When she met Charles, her life changed.
The prince was under increasing pressure to marry, so he proposed to her when he was 32 years old.
Diana said they only met 13 times before the wedding.
The heir to the throne, Prince William, was born a year later, and two years later, Prince Harry was born.
Robert Hardmana journalist who covered the royal family and author of The Queen of Our Time: The Life of Queen Elizabeth II, said of Diana that she was an “absolutely caring mother.”
“She helped both sons equally, devoted herself to them, encouraged them and pleased them,” he said.
Diana was very empathetic with a good sense of style and knew how to harness popular support for the monarchy.
She used her position to help marginalized groups, shaking hands with AIDS and plague patients, who were then considered outcasts.
But privately she struggled with bulimia and fears that her husband did not love her, and the rest of the royal family didn’t care.
The fairy tale is over
Rumors that the marriage was in trouble surfaced in 1992 after biographer Andrew Morton exposed Diana’s misfortune with his landmark book, based on audio recordings the princess recorded answering his questions through a mutual friend.

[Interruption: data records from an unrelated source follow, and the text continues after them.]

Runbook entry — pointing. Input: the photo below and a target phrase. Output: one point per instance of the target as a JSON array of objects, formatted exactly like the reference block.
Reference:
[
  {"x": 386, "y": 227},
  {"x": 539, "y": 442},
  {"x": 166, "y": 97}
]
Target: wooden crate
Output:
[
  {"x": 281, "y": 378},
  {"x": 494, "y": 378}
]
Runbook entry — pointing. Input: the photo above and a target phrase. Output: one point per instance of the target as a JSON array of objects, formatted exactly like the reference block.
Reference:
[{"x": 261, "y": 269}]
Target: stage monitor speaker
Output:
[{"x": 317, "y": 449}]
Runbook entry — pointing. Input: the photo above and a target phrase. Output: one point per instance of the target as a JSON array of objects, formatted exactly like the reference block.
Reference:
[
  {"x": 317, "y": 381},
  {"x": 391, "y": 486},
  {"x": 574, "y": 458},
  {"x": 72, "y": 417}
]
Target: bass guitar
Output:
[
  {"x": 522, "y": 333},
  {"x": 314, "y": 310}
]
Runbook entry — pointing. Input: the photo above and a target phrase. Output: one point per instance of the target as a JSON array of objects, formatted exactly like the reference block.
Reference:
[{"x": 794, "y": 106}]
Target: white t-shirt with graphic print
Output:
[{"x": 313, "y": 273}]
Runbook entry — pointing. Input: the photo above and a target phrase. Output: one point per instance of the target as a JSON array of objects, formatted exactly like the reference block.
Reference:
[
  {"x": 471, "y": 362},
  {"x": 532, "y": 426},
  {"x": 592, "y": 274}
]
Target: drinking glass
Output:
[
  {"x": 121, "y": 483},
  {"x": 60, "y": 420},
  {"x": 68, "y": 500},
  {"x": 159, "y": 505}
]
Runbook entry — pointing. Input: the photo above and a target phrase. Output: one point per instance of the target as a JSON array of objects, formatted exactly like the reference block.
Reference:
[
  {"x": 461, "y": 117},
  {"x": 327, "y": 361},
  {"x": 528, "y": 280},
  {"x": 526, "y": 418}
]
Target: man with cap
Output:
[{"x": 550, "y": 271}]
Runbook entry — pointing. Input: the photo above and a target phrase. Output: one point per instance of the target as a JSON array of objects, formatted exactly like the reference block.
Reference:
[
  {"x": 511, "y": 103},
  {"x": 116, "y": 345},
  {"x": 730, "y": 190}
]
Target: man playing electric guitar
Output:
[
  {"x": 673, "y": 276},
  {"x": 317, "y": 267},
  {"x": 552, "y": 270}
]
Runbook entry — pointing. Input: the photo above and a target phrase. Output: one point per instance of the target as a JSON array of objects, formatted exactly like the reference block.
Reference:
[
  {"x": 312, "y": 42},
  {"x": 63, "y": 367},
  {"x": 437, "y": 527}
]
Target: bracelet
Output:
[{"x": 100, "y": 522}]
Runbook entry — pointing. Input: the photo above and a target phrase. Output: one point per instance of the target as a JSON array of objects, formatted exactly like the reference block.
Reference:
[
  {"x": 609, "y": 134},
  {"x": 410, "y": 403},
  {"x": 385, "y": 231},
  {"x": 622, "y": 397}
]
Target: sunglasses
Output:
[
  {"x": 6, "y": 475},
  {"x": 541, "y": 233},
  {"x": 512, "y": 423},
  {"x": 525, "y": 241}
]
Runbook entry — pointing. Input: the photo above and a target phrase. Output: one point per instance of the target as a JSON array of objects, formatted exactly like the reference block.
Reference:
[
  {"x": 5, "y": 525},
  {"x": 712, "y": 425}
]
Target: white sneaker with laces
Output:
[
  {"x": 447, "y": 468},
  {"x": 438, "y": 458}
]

That year ended with the shocking announcement that the royal couple would divorce.
The scandal deepened with further mutual accusations through the media, before first Charles admitted that he had been unfaithful, and then Diana.
In a controversial 1995 interview with the BBC’s Panorama, Diana admitted to an affair with an officer James Hewittbut she also criticized the royal family and questioned her husband’s ability to be king.
The BBC later admitted that it had obtained the interview fraudulently and promised not to show it again in its entirety.
William criticized the BBC for using its methods to fuel Diana’s “fears, paranoia and isolation” towards the end of her life.
Queen Elizabeth then publicly expressed regret and wrote to both Charles and Diana asking them to divorce.
The divorce was granted on August 28, 1996, and Diana lost the title of Royal Highness. The fairy tale is over.
Queen of hearts
But she was still the Princess of Wales and she was still interesting to the public.
She had a summer affair with Dodi Fayedthe son of an Egyptian tycoon Mohamed Al-Fayedwho died with her in a car accident on August 31, 1997, while they were being chased by paparazzi through Paris.
The grief of the public was enormous.
Tons of flowers were left outside her home in Kensington Palace and more than a million people lined the streets of London for her funeral to pay their last respects.
The public was very angry with the royal family because of her death, and the queen herself contributed to this by refusing to return from Scotland at first, so republicanism strengthened in the country.
A quarter of a century later, the public appears to be supporting the monarchy again.
Charles has been largely rehabilitated, while Camilla should become his queen consort.
But it is unlikely that she will ever reach the popularity of Princess Diana, the self-proclaimed “queen of hearts”.